Qual è l’ “ingrediente segreto” per riuscire in un lavoro come il tuo?

“E’ indispensabile l’empatia: occorre capire bene la storia di ogni bambino. Solo così noi volontari possiamo capire come aiutarlo, come offrirgli la miglior vita possibile. Ai bambini, ci sforziamo di dare sicurezza, di far capire che li vogliamo proteggere: finchè non troveranno la “loro” famiglia, saremo noi ad essere per loro un padre, una madre, un fratello. Cerchiamo di essere una vera famiglia.

Poi, è anche importante saper mediare tra culture differenti, saper trovare un punto d’incontro tra abitudini e modi di vivere agli antipodi. Ma si tratta di difficoltà superabili perché, una volta arrivati qui, è come se… si rinascesse una seconda volta e vedere il mondo con occhi diversi:  si cresce come persona e si cambia, in meglio.
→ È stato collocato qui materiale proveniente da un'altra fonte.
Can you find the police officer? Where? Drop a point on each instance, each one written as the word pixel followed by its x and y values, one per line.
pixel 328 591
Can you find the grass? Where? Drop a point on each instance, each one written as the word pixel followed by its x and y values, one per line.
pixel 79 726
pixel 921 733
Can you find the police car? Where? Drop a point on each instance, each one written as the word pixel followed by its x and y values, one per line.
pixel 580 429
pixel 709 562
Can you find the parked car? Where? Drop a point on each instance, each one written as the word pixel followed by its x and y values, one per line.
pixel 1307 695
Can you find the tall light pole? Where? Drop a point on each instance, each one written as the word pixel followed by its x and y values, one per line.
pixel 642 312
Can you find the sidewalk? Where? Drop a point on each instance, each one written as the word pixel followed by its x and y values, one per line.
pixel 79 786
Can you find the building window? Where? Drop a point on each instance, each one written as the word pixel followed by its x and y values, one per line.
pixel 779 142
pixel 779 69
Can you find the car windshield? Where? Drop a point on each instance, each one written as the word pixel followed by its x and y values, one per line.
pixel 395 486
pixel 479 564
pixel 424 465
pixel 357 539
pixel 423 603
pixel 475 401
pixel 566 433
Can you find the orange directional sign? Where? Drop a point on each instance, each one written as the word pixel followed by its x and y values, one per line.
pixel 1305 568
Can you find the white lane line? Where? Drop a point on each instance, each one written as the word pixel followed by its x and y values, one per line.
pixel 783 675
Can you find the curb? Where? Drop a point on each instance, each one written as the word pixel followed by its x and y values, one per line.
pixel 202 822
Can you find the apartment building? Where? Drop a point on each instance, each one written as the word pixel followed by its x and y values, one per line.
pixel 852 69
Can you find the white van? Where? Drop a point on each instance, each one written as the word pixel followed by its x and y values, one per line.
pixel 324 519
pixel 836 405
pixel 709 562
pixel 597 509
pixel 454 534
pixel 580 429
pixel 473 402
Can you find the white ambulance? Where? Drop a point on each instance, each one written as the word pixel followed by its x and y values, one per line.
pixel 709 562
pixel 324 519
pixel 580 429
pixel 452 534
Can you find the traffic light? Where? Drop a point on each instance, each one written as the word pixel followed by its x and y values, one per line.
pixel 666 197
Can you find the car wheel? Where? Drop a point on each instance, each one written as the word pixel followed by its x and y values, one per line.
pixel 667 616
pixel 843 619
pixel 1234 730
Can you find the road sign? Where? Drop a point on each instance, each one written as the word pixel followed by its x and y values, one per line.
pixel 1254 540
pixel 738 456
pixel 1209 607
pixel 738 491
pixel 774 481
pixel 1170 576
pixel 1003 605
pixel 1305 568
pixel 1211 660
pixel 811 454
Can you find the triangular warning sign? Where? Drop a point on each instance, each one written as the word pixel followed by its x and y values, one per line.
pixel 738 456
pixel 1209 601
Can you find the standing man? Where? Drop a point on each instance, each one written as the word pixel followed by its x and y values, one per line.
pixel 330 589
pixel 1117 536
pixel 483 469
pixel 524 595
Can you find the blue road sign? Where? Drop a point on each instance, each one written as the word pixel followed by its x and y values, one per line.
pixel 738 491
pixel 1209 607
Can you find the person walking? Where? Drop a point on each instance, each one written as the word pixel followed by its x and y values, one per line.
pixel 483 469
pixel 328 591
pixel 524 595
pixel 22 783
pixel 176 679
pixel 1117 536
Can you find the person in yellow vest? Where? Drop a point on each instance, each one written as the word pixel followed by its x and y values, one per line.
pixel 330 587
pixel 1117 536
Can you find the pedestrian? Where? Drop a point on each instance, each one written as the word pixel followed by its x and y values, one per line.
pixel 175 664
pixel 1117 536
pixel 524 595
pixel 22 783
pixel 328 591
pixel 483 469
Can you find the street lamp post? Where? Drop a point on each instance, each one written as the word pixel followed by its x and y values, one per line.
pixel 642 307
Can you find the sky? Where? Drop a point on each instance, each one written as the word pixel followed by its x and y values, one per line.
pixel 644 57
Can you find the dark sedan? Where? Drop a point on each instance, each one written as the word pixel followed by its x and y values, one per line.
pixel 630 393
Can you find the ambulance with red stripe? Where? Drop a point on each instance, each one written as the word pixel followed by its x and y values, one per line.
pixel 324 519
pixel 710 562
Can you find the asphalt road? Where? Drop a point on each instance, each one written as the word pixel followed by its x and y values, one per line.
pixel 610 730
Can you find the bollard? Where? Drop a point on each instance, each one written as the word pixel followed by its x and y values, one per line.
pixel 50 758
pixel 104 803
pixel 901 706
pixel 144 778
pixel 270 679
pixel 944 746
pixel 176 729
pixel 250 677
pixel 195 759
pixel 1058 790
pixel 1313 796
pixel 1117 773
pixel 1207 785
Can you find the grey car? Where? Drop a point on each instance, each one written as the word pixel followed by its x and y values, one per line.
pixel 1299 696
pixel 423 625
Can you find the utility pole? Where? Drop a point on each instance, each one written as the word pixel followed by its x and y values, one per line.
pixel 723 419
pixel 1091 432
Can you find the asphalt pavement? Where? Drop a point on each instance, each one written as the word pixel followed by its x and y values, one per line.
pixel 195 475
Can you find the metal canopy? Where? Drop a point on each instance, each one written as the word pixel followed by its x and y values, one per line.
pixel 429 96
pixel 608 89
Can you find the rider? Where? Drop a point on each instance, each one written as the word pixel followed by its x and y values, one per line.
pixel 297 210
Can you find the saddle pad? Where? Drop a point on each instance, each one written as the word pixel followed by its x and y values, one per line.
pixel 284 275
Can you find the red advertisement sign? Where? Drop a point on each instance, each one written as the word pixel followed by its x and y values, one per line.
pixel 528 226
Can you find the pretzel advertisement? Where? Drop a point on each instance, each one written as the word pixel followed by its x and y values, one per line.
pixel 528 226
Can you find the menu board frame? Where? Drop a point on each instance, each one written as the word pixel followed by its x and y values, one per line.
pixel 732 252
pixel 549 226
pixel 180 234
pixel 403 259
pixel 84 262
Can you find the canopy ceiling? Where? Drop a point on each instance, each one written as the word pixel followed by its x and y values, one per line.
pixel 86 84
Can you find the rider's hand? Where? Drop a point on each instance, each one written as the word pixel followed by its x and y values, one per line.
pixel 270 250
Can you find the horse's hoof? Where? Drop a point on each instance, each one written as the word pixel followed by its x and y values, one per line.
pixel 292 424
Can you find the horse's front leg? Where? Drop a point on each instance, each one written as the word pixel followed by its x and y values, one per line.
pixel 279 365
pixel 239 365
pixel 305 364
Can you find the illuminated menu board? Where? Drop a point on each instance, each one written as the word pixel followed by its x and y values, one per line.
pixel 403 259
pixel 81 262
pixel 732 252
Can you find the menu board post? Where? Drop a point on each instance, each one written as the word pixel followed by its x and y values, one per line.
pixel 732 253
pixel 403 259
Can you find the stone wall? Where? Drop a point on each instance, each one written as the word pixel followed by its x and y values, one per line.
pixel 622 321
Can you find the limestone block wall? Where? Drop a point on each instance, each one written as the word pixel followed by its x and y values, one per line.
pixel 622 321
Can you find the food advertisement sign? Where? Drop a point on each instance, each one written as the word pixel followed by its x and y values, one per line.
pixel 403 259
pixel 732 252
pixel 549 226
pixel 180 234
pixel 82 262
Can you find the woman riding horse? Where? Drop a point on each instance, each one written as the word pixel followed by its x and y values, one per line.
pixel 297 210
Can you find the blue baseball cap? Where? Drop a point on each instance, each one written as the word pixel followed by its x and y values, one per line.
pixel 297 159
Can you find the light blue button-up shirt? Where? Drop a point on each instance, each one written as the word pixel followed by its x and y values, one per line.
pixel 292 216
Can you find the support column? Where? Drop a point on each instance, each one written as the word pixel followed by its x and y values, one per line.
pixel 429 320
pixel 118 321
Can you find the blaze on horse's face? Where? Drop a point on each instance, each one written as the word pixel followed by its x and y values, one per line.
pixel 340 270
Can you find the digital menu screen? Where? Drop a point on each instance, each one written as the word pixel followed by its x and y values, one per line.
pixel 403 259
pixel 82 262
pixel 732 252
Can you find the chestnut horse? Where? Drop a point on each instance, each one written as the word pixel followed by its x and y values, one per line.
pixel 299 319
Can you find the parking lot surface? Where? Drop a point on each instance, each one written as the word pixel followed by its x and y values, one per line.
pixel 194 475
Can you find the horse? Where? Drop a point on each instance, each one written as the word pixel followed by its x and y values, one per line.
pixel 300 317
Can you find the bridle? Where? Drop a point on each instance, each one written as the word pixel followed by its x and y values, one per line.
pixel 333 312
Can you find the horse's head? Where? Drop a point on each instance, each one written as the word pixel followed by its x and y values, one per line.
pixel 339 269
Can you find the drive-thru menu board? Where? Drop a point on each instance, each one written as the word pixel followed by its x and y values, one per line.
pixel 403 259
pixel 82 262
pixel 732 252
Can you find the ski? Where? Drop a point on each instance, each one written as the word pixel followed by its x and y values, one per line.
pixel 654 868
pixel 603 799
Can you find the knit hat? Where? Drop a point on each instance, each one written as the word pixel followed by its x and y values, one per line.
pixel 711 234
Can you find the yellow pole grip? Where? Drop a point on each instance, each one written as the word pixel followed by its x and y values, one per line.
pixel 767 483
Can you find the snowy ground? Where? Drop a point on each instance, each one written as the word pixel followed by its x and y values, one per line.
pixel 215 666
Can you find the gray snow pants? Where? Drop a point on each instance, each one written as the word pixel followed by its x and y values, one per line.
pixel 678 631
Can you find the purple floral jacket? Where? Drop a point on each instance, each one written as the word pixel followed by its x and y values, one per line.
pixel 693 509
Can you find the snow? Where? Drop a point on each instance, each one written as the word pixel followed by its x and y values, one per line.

Niente è più, né sarà più, come prima.”

Hai qualche rimpianto? C’è qualcosa che ti manca della vita “normale” in Italia?

“Darò una risposta “scontata”, ma è l’unica cosa che davvero mi manca: la mia famiglia.  Non c’è momento della mia giornata in cui non pensi ai miei familiari, in cui non mi chieda cosa stiano facendo, a cosa stiano pensando. La malinconia svanisce quando, razionalmente, torno a pensare che sto collaborando alla realizzazione di qualcosa di importante.”